ÉPOCA – Se os assassinatos ligados a drogas caíram mais de 90% e o número de viciados praticamente se manteve, podemos dizer que eles não são um grupo violento?
Zimring
– Os viciados não produzem o nível epidêmico de violência que se costuma associar a eles. Jovens negros ou hispânicos também não fazem jus ao preconceito: a taxa de envio deles para as prisões caiu 47%, entre 1990 e 2009, mesmo com seu aumento de participação na população.

"Prender mais gente não tornou Nova York mais segura. 
Pelo contrário, a queda na violência coincidiu com a diminuição de prisões "
 
ÉPOCA – Nunca nenhuma forma de governo, em qualquer época, prendeu mais gente que os Estados Unidos hoje. Isso não ajuda a explicar o sucesso da experiência de Nova York?
Zimring
– Prender mais gente não tornou Nova York mais segura. Pelo contrário, foram movimentos em direções opostas. As prisões de jovens aumentaram dramaticamente nos anos 1980, enquanto a cidade vivia seu auge de violência. Nos anos em que a criminalidade caiu, desde 1990, o índice de prisões de menores de 18 anos por assassinato, estupro e roubo de carros diminuiu à metade.

ÉPOCA – A prisão é uma escola do crime?
Zimring
– Não. Nos últimos 20 anos, esses detentos estão deixando a cadeia sem voltar a cometer crimes. Se algum ambiente determina esse comportamento, é o das ruas.

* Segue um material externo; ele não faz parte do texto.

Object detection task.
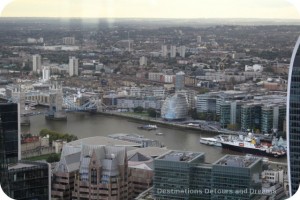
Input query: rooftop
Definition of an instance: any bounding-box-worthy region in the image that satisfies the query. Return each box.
[127,147,170,158]
[66,136,141,147]
[214,155,262,168]
[157,151,204,162]
[8,161,48,170]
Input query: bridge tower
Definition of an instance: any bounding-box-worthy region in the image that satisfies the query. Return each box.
[46,82,67,120]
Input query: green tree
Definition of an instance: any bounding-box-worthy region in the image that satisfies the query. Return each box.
[147,108,160,117]
[189,108,199,119]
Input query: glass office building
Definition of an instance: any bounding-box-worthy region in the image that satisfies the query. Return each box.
[0,103,18,194]
[211,155,262,200]
[286,37,300,196]
[153,151,205,200]
[8,161,50,200]
[0,103,50,200]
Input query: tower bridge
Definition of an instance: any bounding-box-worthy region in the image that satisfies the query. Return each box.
[2,83,102,122]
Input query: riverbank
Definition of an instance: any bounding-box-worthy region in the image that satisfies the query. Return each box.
[97,112,229,135]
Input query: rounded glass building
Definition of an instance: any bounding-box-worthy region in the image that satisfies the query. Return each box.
[161,94,188,120]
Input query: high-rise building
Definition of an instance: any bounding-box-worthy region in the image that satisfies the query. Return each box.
[170,45,176,58]
[8,161,51,200]
[161,44,168,57]
[69,57,78,76]
[211,155,262,200]
[51,137,140,200]
[286,37,300,196]
[179,46,186,58]
[43,67,50,81]
[175,71,185,91]
[153,151,205,200]
[0,103,19,195]
[32,54,42,73]
[241,103,262,131]
[63,37,75,45]
[0,103,50,200]
[197,35,201,43]
[140,56,147,66]
[161,94,189,120]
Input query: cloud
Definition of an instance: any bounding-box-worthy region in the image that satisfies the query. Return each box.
[0,0,300,19]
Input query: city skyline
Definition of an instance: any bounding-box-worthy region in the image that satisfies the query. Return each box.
[0,0,300,19]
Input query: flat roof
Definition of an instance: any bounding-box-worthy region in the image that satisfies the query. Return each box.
[67,136,141,147]
[8,161,47,170]
[127,147,170,158]
[213,155,262,168]
[156,150,204,162]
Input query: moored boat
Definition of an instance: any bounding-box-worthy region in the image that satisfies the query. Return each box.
[221,135,286,158]
[138,124,157,131]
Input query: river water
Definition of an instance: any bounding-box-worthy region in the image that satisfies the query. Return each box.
[22,113,287,163]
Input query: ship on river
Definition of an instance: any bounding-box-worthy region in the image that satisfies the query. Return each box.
[138,124,157,131]
[221,133,287,158]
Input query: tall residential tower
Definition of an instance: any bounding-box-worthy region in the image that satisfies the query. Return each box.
[286,37,300,196]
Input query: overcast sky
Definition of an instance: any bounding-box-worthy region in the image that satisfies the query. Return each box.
[0,0,300,19]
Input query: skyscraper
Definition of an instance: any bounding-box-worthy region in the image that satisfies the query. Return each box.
[286,37,300,196]
[69,57,78,76]
[175,71,185,91]
[170,45,176,58]
[0,103,50,200]
[43,67,50,81]
[161,45,168,57]
[32,54,42,73]
[179,46,186,58]
[0,103,19,194]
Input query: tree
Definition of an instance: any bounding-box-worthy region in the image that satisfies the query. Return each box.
[40,129,78,144]
[147,108,160,117]
[46,153,60,163]
[189,108,199,119]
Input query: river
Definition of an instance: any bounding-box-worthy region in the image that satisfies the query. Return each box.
[22,113,287,163]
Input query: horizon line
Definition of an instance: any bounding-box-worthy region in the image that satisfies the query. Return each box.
[0,15,300,22]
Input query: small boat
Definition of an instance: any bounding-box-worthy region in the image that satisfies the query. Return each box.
[138,124,157,131]
[200,137,222,147]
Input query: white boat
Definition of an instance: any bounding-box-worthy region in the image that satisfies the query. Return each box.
[200,137,222,147]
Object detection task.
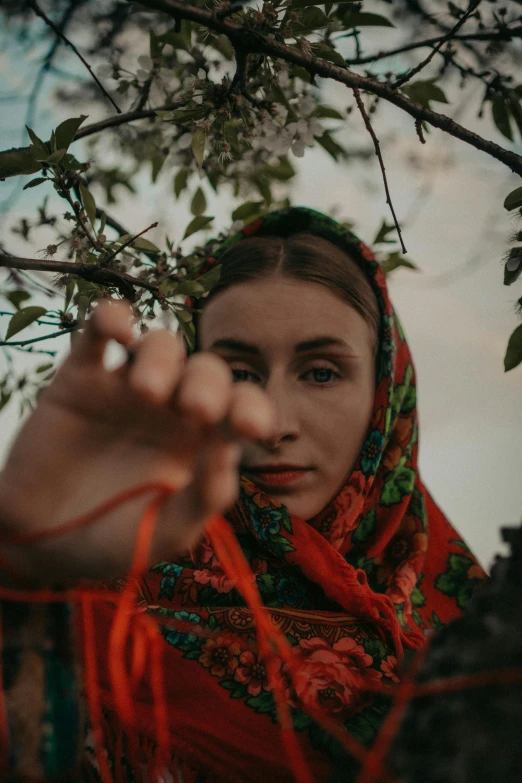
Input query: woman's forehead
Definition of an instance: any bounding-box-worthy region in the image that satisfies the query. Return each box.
[199,279,371,350]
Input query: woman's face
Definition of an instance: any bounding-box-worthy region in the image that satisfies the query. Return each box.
[198,277,375,519]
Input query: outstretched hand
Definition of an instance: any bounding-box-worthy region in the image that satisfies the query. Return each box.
[0,300,275,585]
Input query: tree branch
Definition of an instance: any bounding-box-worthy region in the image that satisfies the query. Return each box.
[130,0,522,176]
[392,0,480,90]
[27,0,121,114]
[353,87,407,253]
[74,97,190,141]
[342,26,522,66]
[0,255,158,293]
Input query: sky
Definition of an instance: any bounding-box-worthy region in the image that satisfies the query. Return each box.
[0,10,522,567]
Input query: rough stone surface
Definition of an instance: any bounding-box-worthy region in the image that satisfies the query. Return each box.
[331,525,522,783]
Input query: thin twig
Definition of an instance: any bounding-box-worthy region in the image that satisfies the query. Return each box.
[27,0,121,114]
[126,0,522,176]
[64,190,100,250]
[353,87,408,253]
[0,255,158,293]
[391,0,480,90]
[342,27,522,66]
[101,221,158,264]
[74,96,190,141]
[0,326,78,348]
[7,344,57,359]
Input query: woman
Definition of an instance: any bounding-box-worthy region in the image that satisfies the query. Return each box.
[0,208,485,783]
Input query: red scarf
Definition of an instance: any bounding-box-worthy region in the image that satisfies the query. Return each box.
[80,208,486,783]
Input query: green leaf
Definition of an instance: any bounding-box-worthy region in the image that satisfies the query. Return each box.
[491,95,513,141]
[312,43,346,68]
[156,30,189,51]
[36,362,54,374]
[183,215,214,239]
[4,289,31,310]
[190,187,207,216]
[43,150,66,166]
[341,11,395,28]
[60,152,82,171]
[169,104,209,125]
[23,177,47,190]
[191,128,207,168]
[232,201,264,220]
[150,152,166,182]
[316,131,346,160]
[504,324,522,372]
[25,125,49,160]
[132,237,161,253]
[174,169,190,198]
[63,277,76,312]
[80,185,96,228]
[264,158,295,182]
[373,220,396,245]
[0,147,42,180]
[504,187,522,212]
[504,247,522,285]
[168,280,205,298]
[117,234,161,253]
[294,7,328,37]
[400,79,448,109]
[55,114,88,150]
[5,306,47,340]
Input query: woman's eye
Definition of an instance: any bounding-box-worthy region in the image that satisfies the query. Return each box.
[305,367,341,384]
[231,367,341,386]
[232,368,257,382]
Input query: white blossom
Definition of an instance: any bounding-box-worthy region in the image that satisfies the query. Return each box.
[138,54,152,71]
[277,68,290,87]
[176,133,192,150]
[292,139,306,158]
[96,63,114,79]
[296,95,315,116]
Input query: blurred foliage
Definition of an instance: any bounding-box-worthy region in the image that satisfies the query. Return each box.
[0,0,522,411]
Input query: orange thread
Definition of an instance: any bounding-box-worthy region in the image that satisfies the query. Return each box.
[79,593,112,783]
[109,488,169,725]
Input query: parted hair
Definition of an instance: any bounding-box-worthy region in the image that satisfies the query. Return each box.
[194,232,381,353]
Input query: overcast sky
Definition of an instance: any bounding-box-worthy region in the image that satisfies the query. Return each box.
[0,19,522,566]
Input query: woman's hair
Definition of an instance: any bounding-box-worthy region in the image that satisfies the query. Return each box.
[194,232,380,353]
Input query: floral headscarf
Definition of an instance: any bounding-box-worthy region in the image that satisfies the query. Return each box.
[90,207,486,783]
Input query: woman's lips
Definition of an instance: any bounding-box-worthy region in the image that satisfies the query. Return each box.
[245,470,310,487]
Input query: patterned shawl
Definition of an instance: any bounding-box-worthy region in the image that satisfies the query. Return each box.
[88,208,486,783]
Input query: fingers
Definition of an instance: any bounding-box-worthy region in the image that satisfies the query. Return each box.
[229,383,277,439]
[70,299,133,364]
[127,329,186,404]
[170,352,276,440]
[187,442,241,532]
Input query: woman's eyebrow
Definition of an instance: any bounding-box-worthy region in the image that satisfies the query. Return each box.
[210,336,357,356]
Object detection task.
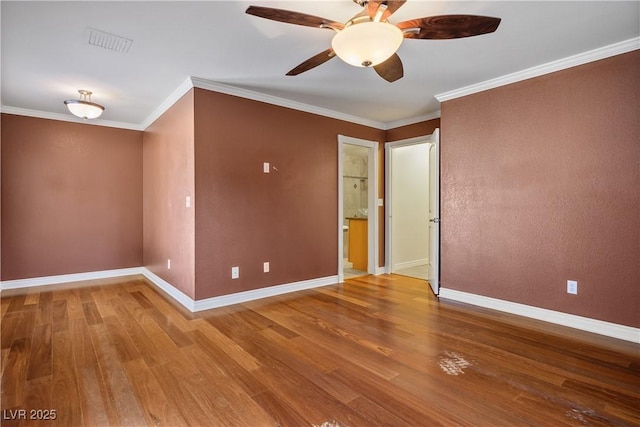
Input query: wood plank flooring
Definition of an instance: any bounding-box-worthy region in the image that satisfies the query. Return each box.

ÉPOCA – Medidas de combate à pobreza reduziram a violência?
Zimring
– Não. O distrito de Manhattan ficou 21% mais rico em 20 anos, mas no Queens e no Bronx a renda média até diminuiu. Tirando lugares realmente pobres, o crime não é uma boa alternativa ao emprego. Na média, paga mal. É mais fácil acreditar que jovens roubam para se divertir ou impressionar os amigos. A queda nos índices de roubo em Nova York se deu num cenário de economia estável, sem abertura de postos de trabalho.

ÉPOCA – A política de tolerância zero, com punição exemplar a delitos leves, desestimulou delitos mais graves?
Zimring
– Foi um mito criado por políticos de ocasião. O mesmo vale para a “teoria das janelas quebradas” (surgida nos anos 1980, ela diz que irregularidades diversas, como sinais de vandalismo, mostram aos criminosos que a ordem está ausente e que eles podem agir). Independentemente de essas ideias darem certo ou não, o número de policiais dedicados a enfrentar delitos leves era e continuou pequeno dentro do Departamento de Polícia de Nova York. Nunca foi a prioridade deles.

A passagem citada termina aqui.